I decide since I can’t hit the gym today, I will take Lucy in the jogging stroller and go for a run. The late April air is warm with a cool sea breeze, the sun is shining, and it’s amazing what a little vitamin D can do. Before I know it, I have jogged three miles. I slow my pace, take a right on Lafayette Street, and plop down on a bench at the park near our house. Lucy has fallen asleep in the stroller, so I guess I won’t disturb her for any playtime at the park.

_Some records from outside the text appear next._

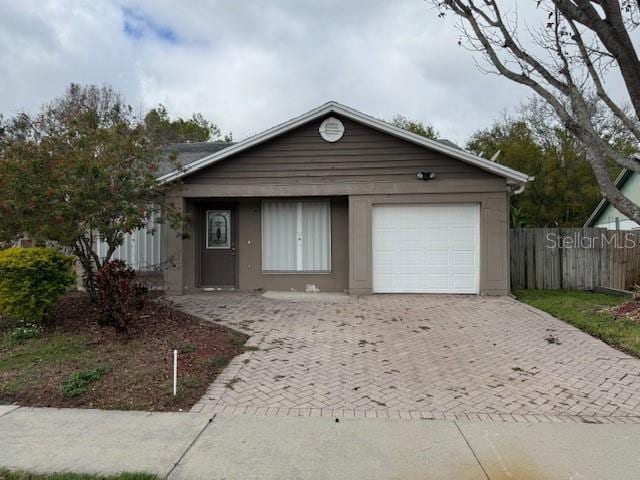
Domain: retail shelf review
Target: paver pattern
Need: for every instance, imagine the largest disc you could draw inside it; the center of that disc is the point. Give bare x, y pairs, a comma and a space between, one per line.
405, 356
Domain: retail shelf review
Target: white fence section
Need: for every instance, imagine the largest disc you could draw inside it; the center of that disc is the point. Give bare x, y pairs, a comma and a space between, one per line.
140, 249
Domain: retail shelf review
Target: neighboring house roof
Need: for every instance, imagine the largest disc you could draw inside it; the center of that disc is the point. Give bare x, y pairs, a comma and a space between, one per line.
187, 153
624, 175
444, 147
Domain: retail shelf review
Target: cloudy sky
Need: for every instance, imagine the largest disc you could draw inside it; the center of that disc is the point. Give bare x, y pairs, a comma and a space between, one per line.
248, 65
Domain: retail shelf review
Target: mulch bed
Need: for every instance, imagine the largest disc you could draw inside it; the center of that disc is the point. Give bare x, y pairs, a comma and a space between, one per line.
139, 364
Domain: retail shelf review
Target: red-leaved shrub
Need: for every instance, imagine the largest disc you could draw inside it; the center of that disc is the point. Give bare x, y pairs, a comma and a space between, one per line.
120, 295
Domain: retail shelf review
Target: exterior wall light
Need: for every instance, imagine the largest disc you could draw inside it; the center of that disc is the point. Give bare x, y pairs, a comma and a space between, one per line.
425, 176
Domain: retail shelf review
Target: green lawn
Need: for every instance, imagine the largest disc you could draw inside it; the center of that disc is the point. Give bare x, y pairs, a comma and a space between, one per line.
13, 475
588, 312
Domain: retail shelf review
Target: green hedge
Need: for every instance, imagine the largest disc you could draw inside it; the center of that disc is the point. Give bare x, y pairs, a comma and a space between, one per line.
31, 280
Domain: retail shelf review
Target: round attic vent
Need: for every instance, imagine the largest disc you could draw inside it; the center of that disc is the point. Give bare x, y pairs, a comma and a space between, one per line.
331, 129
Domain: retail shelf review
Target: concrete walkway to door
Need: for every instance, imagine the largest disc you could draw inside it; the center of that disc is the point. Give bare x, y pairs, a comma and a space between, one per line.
415, 356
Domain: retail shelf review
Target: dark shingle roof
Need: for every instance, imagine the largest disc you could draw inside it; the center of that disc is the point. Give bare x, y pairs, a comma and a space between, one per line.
187, 153
448, 143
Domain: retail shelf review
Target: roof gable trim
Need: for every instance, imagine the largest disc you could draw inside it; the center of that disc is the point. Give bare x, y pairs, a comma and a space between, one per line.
511, 175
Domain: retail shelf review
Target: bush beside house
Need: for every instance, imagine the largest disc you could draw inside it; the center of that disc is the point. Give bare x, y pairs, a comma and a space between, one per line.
31, 280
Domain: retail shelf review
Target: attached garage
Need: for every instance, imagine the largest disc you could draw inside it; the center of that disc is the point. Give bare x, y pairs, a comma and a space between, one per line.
345, 202
426, 248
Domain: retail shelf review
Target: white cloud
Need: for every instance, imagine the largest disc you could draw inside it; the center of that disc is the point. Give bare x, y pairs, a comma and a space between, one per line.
249, 65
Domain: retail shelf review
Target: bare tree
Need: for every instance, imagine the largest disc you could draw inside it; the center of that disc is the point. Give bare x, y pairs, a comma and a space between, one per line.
568, 60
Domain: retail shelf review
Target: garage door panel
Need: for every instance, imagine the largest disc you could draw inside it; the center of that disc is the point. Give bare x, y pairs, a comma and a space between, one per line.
426, 248
463, 258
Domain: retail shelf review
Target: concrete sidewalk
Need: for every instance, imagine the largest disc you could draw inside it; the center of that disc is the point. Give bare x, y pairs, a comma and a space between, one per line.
194, 446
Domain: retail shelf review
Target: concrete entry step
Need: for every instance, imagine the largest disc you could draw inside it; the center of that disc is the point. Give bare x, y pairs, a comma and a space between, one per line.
320, 297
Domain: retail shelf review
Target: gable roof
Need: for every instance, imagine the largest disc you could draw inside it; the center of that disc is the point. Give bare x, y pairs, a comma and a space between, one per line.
624, 175
512, 176
187, 153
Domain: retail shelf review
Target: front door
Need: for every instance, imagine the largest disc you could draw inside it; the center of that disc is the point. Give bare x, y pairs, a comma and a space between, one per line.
219, 248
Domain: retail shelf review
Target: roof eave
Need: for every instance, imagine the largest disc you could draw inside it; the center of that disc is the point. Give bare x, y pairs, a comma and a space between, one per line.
512, 176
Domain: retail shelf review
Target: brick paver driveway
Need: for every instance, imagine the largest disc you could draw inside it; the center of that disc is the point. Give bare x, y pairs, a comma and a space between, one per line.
415, 355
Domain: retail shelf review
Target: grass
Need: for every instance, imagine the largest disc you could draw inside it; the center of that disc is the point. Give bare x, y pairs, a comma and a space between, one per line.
76, 362
22, 475
38, 351
77, 383
588, 312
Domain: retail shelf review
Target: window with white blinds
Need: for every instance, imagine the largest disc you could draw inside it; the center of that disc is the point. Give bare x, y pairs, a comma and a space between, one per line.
296, 236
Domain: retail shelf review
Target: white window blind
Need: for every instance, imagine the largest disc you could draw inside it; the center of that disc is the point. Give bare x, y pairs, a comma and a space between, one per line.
296, 236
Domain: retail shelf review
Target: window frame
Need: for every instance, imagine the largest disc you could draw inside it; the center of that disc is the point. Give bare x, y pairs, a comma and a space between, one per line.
229, 229
299, 241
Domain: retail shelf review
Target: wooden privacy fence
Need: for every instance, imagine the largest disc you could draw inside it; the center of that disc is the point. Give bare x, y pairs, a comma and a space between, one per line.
574, 258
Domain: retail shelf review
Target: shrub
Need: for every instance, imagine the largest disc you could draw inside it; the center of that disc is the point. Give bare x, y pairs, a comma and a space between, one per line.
120, 295
77, 383
31, 280
24, 331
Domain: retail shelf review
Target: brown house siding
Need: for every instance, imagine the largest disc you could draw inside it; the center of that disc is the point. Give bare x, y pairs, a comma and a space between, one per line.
367, 167
362, 155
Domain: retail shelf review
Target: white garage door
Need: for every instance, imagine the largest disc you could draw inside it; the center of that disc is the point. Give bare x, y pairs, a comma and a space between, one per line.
426, 248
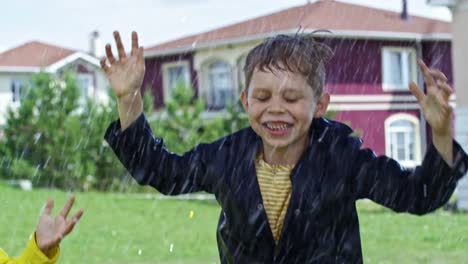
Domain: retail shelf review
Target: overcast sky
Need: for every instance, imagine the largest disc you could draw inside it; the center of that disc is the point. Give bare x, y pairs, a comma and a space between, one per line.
68, 23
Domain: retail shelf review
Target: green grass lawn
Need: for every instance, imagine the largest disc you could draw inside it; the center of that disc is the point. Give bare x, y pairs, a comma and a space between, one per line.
120, 229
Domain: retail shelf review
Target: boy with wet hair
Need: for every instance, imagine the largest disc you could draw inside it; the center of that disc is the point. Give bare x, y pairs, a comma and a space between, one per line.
287, 185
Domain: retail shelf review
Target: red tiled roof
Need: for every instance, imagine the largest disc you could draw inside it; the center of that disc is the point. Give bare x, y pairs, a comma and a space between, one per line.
325, 14
34, 54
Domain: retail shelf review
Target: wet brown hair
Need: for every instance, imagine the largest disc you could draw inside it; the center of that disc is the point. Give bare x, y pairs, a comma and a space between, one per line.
299, 53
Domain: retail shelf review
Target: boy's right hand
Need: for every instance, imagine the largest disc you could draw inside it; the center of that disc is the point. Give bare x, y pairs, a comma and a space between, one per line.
125, 73
126, 77
51, 230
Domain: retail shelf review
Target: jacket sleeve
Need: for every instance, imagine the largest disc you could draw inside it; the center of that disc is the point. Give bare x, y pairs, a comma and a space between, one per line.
150, 163
31, 255
417, 191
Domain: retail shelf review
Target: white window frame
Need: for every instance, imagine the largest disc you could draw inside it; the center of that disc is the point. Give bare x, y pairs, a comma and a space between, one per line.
90, 78
17, 86
240, 63
208, 91
407, 77
417, 138
165, 69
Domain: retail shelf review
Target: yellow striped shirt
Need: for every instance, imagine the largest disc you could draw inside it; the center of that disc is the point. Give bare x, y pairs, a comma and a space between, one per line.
275, 187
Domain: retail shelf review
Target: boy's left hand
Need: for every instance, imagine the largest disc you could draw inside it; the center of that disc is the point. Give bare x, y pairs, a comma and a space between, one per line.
51, 230
435, 103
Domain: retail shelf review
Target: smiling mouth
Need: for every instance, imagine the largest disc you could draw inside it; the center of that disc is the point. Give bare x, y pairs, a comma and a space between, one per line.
277, 126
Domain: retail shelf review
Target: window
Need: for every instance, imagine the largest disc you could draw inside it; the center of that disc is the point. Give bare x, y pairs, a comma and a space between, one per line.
175, 73
85, 83
398, 68
240, 73
221, 91
402, 138
16, 87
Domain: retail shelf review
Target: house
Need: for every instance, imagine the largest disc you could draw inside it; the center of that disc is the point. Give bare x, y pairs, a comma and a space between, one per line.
19, 64
368, 77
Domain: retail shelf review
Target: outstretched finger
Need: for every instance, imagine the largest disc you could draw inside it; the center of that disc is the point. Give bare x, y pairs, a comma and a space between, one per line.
109, 54
134, 43
72, 222
120, 48
427, 75
66, 209
140, 57
417, 92
48, 207
104, 65
438, 75
446, 89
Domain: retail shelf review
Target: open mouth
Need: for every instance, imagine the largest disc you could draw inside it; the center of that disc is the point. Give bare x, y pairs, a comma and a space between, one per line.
277, 128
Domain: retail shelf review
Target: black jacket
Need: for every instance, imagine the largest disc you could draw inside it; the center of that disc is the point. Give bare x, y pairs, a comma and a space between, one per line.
321, 223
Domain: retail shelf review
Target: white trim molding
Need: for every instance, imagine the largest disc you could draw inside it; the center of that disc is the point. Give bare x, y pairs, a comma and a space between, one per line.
417, 137
351, 34
411, 76
22, 69
377, 106
71, 58
165, 68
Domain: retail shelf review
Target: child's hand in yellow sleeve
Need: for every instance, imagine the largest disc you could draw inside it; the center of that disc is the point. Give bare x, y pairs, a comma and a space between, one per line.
51, 230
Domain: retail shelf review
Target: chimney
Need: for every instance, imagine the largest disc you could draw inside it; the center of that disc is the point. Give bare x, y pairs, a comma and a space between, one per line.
95, 45
404, 12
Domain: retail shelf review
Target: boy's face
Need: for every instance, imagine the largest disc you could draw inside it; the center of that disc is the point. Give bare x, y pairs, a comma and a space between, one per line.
281, 106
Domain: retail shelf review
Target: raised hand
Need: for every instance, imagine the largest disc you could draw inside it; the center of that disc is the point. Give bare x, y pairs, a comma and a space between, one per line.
436, 109
51, 230
435, 103
125, 73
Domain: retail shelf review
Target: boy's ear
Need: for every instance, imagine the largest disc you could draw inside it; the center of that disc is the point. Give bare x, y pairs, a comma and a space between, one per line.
244, 99
322, 105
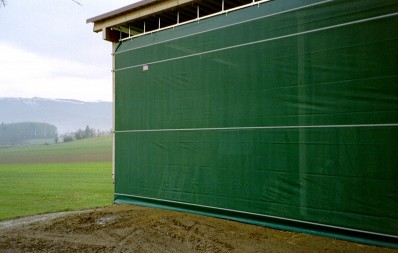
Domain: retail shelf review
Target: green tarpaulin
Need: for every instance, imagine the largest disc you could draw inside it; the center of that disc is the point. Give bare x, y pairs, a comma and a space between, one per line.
282, 114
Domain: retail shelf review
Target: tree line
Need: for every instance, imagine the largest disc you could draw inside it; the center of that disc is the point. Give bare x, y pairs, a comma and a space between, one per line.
20, 133
83, 134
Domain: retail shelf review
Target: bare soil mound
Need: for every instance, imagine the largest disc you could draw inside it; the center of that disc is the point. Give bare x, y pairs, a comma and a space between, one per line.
127, 228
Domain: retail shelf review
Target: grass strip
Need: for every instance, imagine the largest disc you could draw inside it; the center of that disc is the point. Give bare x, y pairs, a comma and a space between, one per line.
28, 189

I lean back and look around. The street is quiet for being the center of town. I notice some local businesses are opening up, and I can see Dr. Stevens’ office right from my spot on the bench. I have been going to Dr. Stevens since I was eighteen. He helped me through more trauma than any eighteen-year-old kid should have to endure, so there’s that. He is probably one of the few reasons I couldn’t leave this place behind. Someone in my situation, fresh out of high school with an uncertain future might’ve wanted to get the heck out of dodge. But I knew if I did, Doc would come after me.
I’m just contemplating stopping for a coffee and making my walk back leisurely when Lucy stirs in the stroller and starts crying.
“Uh-oh, Luce. What’s the matter?” I lean down, resting my elbows on my knees and look at her. Her cheeks are flushed and her eyes are glassy.
Her cries slow to a slight fuss when she sees me though, and she does that thing where she is half laughing and half crying.
“Did you wonder where I was?” I ask her, rubbing the side of my finger up her chubby little arm. She grabs it with her other hand. “I would never leave you,” I promise her.
Lucy gives me a gummy smile, and it looks to me like that promise made her feel better, even though she probably doesn’t understand. I reach under the stroller and pull out an apple sauce pouch. I unscrew the top and hand it to her. She immediately perks up, sending relief up my spine. I physically feel my shoulders relax.See, we’re getting this. We’re learning together.
“We’re gonna be okay, Lucy,” I reassure her, standing up from the bench. “Let’s go home.”